Fingerprint Recognition with Linux & IBM's T42

Posted by timothy on from the nobody-said-*which*-finger dept.

Michael R. Crusoe writes "UPEK, provider of popular fingerprint sensors to IBM's T42 notebooks and others, has announced that they will be providing a BioAPI compliant library to perform biometric authentication under GNU/Linux. Will Linux be the first operating system to have integrated biometric user authentication 'out of the box'?"

3 of 156 comments (clear)

  1. Ahem, PAM by nokilli · · Score: 5, Interesting

    I don't understand this. Isn't writing to PAM all you need to do to support authentication on Linux?

    They're talking about writing this whole framework for Linux called BioAPI, and then once that's done they're going to work on a BioAPI-to-PAM gateway, but that seems like way too much work.

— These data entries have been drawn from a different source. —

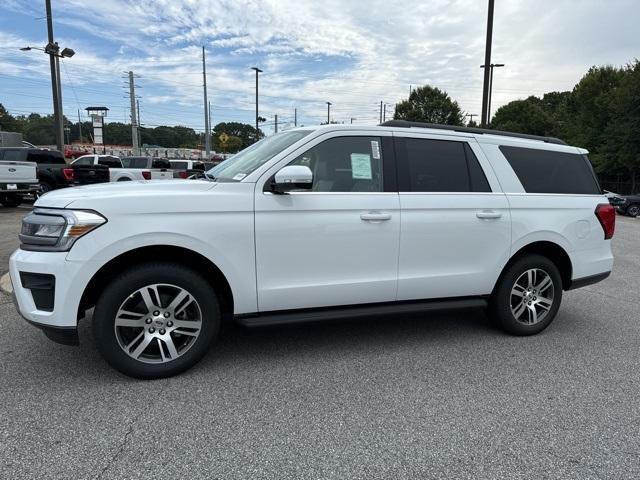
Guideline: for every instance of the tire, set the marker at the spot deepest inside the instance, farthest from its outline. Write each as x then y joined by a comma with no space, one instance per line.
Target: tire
516,302
144,342
11,201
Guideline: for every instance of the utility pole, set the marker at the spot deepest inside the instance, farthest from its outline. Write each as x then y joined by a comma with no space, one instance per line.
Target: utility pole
487,61
134,120
258,71
51,49
207,132
79,127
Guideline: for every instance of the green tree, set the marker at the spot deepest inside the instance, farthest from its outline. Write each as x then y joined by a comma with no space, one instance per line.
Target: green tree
431,105
245,132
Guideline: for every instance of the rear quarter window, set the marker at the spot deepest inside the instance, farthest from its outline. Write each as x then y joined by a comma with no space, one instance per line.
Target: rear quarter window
546,171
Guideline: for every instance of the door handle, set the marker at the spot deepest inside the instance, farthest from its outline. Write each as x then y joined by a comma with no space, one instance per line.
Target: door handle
488,214
375,217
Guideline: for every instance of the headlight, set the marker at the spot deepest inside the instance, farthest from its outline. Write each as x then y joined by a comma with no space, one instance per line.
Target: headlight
56,230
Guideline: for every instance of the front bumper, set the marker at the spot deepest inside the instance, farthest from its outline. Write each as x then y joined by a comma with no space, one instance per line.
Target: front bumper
70,280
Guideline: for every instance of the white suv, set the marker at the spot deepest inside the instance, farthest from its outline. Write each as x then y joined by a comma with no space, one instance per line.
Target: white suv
316,223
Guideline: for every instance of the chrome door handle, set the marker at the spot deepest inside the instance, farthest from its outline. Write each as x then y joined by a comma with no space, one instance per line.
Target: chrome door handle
375,217
488,214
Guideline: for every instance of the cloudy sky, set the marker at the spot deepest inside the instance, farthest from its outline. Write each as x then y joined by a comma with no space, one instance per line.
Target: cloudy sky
351,53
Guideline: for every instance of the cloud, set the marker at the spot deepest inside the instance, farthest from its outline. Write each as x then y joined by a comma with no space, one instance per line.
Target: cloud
352,53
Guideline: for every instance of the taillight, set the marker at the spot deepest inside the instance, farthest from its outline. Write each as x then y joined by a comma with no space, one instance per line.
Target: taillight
68,174
606,214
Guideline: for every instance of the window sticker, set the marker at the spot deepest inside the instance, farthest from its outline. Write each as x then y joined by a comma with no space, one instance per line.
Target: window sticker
361,166
375,149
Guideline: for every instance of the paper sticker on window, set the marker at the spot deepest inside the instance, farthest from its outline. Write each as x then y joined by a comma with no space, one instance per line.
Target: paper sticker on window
375,150
361,166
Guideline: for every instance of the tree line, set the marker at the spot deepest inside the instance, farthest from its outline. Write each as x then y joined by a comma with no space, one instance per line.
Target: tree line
601,113
39,130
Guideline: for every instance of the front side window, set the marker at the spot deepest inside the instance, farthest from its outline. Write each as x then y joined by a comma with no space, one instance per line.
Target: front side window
251,158
345,164
441,166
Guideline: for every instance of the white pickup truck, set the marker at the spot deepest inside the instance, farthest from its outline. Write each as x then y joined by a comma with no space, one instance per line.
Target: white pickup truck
117,173
16,179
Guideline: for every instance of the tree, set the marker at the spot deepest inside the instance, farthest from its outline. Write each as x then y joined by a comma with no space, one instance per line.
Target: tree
245,132
431,105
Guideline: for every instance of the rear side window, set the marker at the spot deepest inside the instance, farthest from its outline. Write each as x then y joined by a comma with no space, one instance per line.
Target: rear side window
441,166
160,163
545,171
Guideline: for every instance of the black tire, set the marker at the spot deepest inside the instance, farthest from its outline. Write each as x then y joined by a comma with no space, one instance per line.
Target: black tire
11,201
120,290
505,304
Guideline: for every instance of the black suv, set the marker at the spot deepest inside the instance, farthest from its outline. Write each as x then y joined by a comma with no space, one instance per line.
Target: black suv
50,165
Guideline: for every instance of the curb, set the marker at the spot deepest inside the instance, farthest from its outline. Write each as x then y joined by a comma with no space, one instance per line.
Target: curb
5,284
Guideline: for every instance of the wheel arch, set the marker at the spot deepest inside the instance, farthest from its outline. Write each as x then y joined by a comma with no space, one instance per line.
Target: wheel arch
137,256
554,252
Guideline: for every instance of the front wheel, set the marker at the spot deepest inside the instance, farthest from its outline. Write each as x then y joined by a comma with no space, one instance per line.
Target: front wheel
528,295
156,320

    Why can't an authentication module simply maintain its own database to register the biometric data associated with each user?

    The way it is now, pam_unix.so does a one-way hash of the password you create and compares it with a one-way hash of whatever password you enter to log on, right? The password once stored is never stored in the clear.

    I get the fact that you can't do that with biometric data because the data never is exactly the same, i.e., the one-way hash of the fingerprint you use to create the account won't be the same as the one-way hash created as you log on. And to do the comparison otherwise you'd need to load the data into memory, which is like loading a password, which is bad.

    This is a really tricky problem.

    I just don't see why we need a new framework. Seems to me, we need a new kind of hash function.

    Why can't that go into pam_finger.so?

    1. Re:Ahem, PAM by /ASCII · · Score: 5, Insightful
      The reason why making a general purpose API is better than hardcoding for a single use authentication algorithm is that you get:
      • Less lock in, since when the next generation of PAM killer comes along, the switch will be much easier.
      • Better portability to systems that don't use PAM. QNx, ReactOS, Windows, MacOS the world is a big place...
      • More uses for the software. Maybe you can use this fingerprinter together with a Firefox plugin to slightly increse the security of your bank transactions?

      If the above reasons are enough to warrant the extra layer of indirection, I do not know. But saying that there are _no_ advantages to making a general purpose API is plainly false. It's a simple tradeoff.
      --
      Try out fish, the friendly interactive shell.
  2. *Bah*, fingerprint scanning is yesterdays news... by de+Bois-Guilbert · · Score: 5, Insightful

    ...what I want is retinal scanning!

    I'd imagine the patterns in our eyes are more difficult to duplicate for nefarious purposes than our fingerprints, which (besides the cool factor) would mean increased security... On the other hand, I'd rather have the arch-villain chop off my finger than carve out my eyeball.